Das ist virtuos und macht dem Wiedereinsteiger Mut und Lust. Die Leute sind wie ich auch animiert und begeistert. Wiedemann wird in der nächsten Zeit ein paar Bücher mehr verkaufen. Wieder draußen frage ich herum nach dem speziellen Problem des Unterrichts für Erwachsene. Jedes Alter muss individuell angesprochen und unterrichtet werden, auch Kinder und Jugendliche unterschiedlichen Alters, wissen die Experten. Bei Erwachsenen kommt ein organisatorisches Problem hinzu, weil diese nicht auf den Nachmittag fixiert sind, sondern auch morgens oder nur abends können – da ist Flexibilität gefragt, sagt mir ein Musikschulleiter aus dem Brandenburgischen. Eine Kollegin aus Ludwigsburg, die später noch von dem sehr guten Angebot an musikmedizinischen Themen schwärmte, empfindet die Arbeit mit Erwachsenen auch als Herausforderung für die Lehrer: Erwachsene seien intellektueller, aber oft auch gehemmter, von schlechten Erfahrungen geprägt und, ja, im Lernvermögen begrenzt...

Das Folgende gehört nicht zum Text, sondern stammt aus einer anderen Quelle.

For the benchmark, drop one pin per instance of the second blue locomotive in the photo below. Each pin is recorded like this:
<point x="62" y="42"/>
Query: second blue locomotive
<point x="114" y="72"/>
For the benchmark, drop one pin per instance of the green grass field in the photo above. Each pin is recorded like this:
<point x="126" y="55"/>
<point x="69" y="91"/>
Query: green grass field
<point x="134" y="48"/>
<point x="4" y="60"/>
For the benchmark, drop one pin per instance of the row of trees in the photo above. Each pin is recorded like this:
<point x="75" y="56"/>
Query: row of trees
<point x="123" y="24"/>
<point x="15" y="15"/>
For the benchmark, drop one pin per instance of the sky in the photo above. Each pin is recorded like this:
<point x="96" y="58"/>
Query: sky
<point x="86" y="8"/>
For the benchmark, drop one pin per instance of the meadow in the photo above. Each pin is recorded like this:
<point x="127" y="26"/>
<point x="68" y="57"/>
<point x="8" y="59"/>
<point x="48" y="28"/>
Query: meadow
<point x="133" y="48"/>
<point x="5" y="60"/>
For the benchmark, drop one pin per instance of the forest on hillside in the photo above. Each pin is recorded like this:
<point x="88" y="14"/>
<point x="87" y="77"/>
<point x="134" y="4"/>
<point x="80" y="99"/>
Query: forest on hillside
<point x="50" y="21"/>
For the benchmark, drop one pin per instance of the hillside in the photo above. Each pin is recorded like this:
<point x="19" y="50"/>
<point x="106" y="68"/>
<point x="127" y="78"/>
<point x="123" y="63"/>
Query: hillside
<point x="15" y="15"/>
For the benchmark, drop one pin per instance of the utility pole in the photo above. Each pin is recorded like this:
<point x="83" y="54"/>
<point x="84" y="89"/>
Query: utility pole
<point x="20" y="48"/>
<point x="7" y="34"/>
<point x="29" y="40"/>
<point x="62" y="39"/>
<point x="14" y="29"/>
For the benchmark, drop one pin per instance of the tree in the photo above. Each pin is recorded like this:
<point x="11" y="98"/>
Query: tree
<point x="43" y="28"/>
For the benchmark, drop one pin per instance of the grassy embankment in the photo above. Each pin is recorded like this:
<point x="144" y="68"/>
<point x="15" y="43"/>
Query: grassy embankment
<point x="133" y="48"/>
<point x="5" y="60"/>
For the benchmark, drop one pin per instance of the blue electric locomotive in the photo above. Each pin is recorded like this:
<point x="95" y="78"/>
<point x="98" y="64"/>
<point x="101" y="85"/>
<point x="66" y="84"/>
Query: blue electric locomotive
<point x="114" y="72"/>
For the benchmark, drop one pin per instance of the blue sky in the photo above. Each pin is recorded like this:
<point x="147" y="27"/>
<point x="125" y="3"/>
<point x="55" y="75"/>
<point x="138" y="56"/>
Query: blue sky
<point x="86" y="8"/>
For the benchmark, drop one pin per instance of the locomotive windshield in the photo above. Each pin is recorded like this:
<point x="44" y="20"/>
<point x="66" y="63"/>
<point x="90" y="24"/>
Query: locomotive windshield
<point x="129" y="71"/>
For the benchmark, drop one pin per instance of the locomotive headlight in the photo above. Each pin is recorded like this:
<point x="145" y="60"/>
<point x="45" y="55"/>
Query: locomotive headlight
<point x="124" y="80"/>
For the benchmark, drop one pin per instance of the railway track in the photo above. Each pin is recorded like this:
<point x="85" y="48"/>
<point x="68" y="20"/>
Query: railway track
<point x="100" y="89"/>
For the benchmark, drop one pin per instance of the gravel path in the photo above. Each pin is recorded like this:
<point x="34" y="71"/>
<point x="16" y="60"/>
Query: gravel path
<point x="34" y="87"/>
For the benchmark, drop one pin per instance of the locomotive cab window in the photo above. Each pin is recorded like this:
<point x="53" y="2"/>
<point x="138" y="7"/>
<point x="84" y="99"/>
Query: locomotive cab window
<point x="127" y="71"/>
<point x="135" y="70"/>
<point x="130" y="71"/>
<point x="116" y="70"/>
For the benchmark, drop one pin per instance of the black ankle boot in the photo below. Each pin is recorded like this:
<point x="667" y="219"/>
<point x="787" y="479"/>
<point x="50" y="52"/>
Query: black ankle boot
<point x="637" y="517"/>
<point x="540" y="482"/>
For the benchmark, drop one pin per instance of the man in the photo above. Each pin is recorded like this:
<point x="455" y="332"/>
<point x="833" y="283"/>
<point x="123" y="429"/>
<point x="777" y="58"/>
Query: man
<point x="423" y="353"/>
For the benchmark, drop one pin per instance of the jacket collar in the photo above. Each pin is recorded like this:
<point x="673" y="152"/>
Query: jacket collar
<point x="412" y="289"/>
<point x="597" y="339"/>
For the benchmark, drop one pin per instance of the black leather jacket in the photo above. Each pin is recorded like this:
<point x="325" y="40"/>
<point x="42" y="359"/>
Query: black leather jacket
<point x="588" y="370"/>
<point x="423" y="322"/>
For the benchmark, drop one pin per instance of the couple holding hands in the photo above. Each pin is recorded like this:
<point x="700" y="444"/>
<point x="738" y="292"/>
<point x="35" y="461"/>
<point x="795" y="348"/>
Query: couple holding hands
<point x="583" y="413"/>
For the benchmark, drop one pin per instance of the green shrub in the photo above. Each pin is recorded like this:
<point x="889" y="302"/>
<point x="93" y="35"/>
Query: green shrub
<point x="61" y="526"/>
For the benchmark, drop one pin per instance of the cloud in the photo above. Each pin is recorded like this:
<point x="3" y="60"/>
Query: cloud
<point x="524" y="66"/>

Ich glaube, viel gelernt zu haben während des kurzen Aufenthaltes auf dem Musikschulkongress. Auch wenn es mit dem Klavierunterricht noch nichts wird, weil die Arbeit des freien Musikjournalisten regelmäßiges Üben kaum zulässt. Aber: einfach mal hinsetzen und etwas ausprobieren, das geht schon. Czerny bleibt im Schrank, für immer. Der Verband präsentierte sich von einer äußerst vitalen Seite, auch wenn an der Info-Theke sich niemand um die Presse kümmerte oder auf Fragen allgemeiner Art hätte präzise Antwort geben können. Was andere Verbände vom VdM in jedem Fall lernen können: durch Taten überzeugen. Ich habe Hannover mit dem Eindruck verlassen, Musikschulen seien – bei allen Beschwernissen im konkreten Fall – Quellen von Kreativität, künstlerischer Kompetenz, geistiger Beweglichkeit und Experimentierfreude. Die Lehrerinnen und Lehrer (oder sagt man: Musikerzieherinnen und -erzieher?) mögen ihre Arbeit mit den Kindern und Jugendlichen (vielleicht auch mit Erwachsenen....). Vielleicht täuscht der Eindruck. Vielleicht auch nehmen die Beteiligten es im alltäglichen Trott gar nicht so wahr. Ich empfehle dem sich in der Krise wähnenden Musikbetrieb als Ganzes, mal in einer Musikschule vorbeizuschauen.